Recently I was seeing a patient who had been out of his diabetes medications for almost six months. His sugar was in the toxic range, and now we were scrambling to ameliorate some of the damage. His clinical case was a mess, with a host of complications that didn’t have to be. In his case, it was the abrupt death of a family member and the subsequent legal battles and emotional stress that pulled him out of medical care, but I’ve seen countless similar health catastrophes when something traumatic happens in a person’s life. (Before the Affordable Care Act was passed, this also happened for patients who lost a job and with it, health insurance and health care.)
As a physician working in a safety-net hospital, every day I see the effects of inconsistent health care. When patients get “lost to follow-up”—whether from loss of insurance, or from unexpected family or financial crisis—their health status plummets. Insulin prescriptions run out. Mammograms are missed. Psychiatric care is forfeited. Cardiac medications are halved, then quartered to make them last. Blood pressures snakes skyward, unnoticed. The emergency room becomes the default site of health care but only accessed when crisis level is reached.

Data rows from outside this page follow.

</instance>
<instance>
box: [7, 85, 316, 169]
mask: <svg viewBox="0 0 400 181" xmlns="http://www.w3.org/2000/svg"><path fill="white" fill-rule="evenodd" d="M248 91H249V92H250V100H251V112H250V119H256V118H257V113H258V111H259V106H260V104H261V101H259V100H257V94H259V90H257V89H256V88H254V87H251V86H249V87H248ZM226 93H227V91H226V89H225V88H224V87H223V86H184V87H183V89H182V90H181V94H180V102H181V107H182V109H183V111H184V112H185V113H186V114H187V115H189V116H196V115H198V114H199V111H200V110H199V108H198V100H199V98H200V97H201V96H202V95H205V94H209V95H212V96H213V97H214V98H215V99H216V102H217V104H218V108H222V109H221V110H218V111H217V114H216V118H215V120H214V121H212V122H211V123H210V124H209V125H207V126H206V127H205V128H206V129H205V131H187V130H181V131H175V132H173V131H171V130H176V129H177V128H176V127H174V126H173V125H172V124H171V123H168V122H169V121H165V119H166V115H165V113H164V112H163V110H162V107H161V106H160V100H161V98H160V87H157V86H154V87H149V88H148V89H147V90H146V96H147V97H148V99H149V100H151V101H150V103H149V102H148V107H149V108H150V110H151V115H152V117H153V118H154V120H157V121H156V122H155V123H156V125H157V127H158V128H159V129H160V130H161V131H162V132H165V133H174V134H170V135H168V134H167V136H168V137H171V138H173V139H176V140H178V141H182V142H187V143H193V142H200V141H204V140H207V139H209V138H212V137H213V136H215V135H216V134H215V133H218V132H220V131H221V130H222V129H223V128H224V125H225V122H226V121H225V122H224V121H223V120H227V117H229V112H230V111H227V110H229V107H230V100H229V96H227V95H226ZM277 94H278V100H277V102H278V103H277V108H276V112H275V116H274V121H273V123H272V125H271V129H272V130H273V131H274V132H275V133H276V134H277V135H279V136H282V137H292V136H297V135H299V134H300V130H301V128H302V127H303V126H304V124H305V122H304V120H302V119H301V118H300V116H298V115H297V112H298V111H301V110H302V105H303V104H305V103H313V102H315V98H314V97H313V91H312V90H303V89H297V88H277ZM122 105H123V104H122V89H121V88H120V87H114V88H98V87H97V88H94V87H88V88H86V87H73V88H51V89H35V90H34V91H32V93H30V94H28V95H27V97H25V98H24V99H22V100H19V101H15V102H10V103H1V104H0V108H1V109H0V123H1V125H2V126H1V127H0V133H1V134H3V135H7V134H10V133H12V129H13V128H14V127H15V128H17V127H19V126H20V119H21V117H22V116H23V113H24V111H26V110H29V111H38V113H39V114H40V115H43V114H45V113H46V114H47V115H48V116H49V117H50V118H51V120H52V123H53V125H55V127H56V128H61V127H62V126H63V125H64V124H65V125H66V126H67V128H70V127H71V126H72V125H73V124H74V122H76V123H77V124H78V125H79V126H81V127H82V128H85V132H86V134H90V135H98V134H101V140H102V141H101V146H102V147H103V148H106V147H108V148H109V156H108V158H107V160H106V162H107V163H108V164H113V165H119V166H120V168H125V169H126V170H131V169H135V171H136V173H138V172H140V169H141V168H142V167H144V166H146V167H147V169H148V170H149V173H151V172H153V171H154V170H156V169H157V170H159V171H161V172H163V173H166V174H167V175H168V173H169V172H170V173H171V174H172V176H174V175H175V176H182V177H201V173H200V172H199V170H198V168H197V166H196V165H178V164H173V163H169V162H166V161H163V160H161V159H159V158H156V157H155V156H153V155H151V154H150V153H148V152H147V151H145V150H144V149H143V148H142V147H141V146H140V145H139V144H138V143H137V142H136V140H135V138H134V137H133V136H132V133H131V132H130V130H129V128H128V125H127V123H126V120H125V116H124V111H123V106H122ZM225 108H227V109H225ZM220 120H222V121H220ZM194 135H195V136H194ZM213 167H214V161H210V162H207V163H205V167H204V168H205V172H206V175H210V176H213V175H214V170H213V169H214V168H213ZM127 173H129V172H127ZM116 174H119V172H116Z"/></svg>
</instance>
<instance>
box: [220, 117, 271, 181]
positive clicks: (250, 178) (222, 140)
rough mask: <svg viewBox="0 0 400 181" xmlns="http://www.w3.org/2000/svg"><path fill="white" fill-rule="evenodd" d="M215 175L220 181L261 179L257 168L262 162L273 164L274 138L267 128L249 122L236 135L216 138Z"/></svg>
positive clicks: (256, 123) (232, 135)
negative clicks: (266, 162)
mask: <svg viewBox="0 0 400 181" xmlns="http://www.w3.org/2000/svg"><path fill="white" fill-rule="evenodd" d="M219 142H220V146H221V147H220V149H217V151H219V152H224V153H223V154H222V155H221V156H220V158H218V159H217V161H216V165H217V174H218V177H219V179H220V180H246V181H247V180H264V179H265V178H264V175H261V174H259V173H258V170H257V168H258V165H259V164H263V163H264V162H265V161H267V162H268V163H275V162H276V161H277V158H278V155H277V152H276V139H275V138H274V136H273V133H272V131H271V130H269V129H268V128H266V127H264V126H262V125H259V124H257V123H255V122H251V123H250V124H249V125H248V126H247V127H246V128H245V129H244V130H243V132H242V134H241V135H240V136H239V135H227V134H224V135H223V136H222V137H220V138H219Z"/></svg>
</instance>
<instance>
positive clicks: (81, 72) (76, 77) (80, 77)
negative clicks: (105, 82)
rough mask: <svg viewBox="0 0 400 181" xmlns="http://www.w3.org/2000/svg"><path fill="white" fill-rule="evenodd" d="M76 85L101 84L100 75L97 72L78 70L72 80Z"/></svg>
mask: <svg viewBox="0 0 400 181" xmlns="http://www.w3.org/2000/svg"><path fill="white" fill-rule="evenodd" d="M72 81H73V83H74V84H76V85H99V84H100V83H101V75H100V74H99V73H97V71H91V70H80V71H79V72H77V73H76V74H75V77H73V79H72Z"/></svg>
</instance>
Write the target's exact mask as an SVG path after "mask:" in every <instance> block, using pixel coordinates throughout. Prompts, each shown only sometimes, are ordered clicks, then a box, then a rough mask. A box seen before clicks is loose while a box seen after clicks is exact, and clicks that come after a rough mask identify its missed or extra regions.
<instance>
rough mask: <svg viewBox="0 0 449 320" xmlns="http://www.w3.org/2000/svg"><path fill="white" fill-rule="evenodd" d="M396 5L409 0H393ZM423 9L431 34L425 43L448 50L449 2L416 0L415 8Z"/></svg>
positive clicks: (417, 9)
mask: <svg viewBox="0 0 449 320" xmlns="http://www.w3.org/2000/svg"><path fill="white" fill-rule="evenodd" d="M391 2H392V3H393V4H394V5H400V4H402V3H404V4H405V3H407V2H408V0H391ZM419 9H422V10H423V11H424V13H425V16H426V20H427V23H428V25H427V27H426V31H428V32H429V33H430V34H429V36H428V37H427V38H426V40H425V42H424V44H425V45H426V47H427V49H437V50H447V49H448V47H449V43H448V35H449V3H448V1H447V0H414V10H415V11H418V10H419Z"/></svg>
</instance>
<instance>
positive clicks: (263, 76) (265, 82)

Oftentimes the damage wrought by these gaps and this inconsistent access is permanent. Untreated blood pressure can lead to irreversible kidney damage. Neglected diabetes can lead to foot ulcers that don’t heal and end in amputation. Gaps in chemotherapy can allow cancer to get an edge that is never bested. Untreated depression can lead to suicide. Regretfully, we’ve seen these all.
The GOP’s plan is not a paean to stability. It removes the basic premise that everyone needs to be covered by health insurance. Without this requirement—the baseline needed to maximally spread out risk—costs can only go up. Higher prices for older Americans in the form of reduced tax credits plus cuts to Medicaid mean that the poor and the elderly will be most affected, and potentially millions will find health insurance out of their reach. These segments of the population already suffer a disproportionate share of the illness burden and will be hardest hit by disruptions in medical care.
Those who do try to re-enter the insurance market after a two-month break can be slapped with a 30 percent surcharge—a fine likely to discourage anyone who is already struggling to pay for health care (and a fine that serves only to enrich the insurance companies, not assist the government in subsidizing medical coverage for others). This is a setup for widespread disruption of medical care, with the gravest consequences falling upon the sickest people.
As I sat with my patient, painstakingly trying to reconstruct his medical care, I thought about the ramifications of his situation multiplied times millions. How can it be that our government can so capriciously cast its citizens to the wind? Would we ever imagine removing police protection from a random segment of our society? Fire protection? Road repair?
Since the election, many Americans have felt anxious about their access to health care. Women are requesting IUDs in record numbers, which is a depressing statement on the reproductive care they expect to receive. They worry about no longer having access to birth control, abortion services, even a doctor.
When was the last time that a president of the United States deliberately put so many Americans in harm’s way?
It’s encouraging to hear that some Republican members of Congress are having second thoughts about the charging locomotive of repeal. (Republican governors, who actually have to govern, are leading this refreshing nod to reality.) The precipitous dearth of town-hall meetings suggests that members of Congress don’t have good answers for their constituents who are suddenly realizing that ACA repeal will have grave corporeal consequences.
Trump’s recent observation—“Nobody knew health care could be so complicated”—has been called the understatement of the year. Yes of course health care is complicated. That’s why everyone who’s ever undertaken to change it has found themselves in a yearslong quagmire attempting to jigger hundreds of disparate pieces together without breaking the bank or losing their minds.
But there’s also something that’s very simple about health care: If you take it away, our fellow citizens will suffer. People will get sick. People will die. The new GOP plan will exacerbate this. This is not only contrary to the Hippocratic oath, it’s also contrary to the presidential oath of office.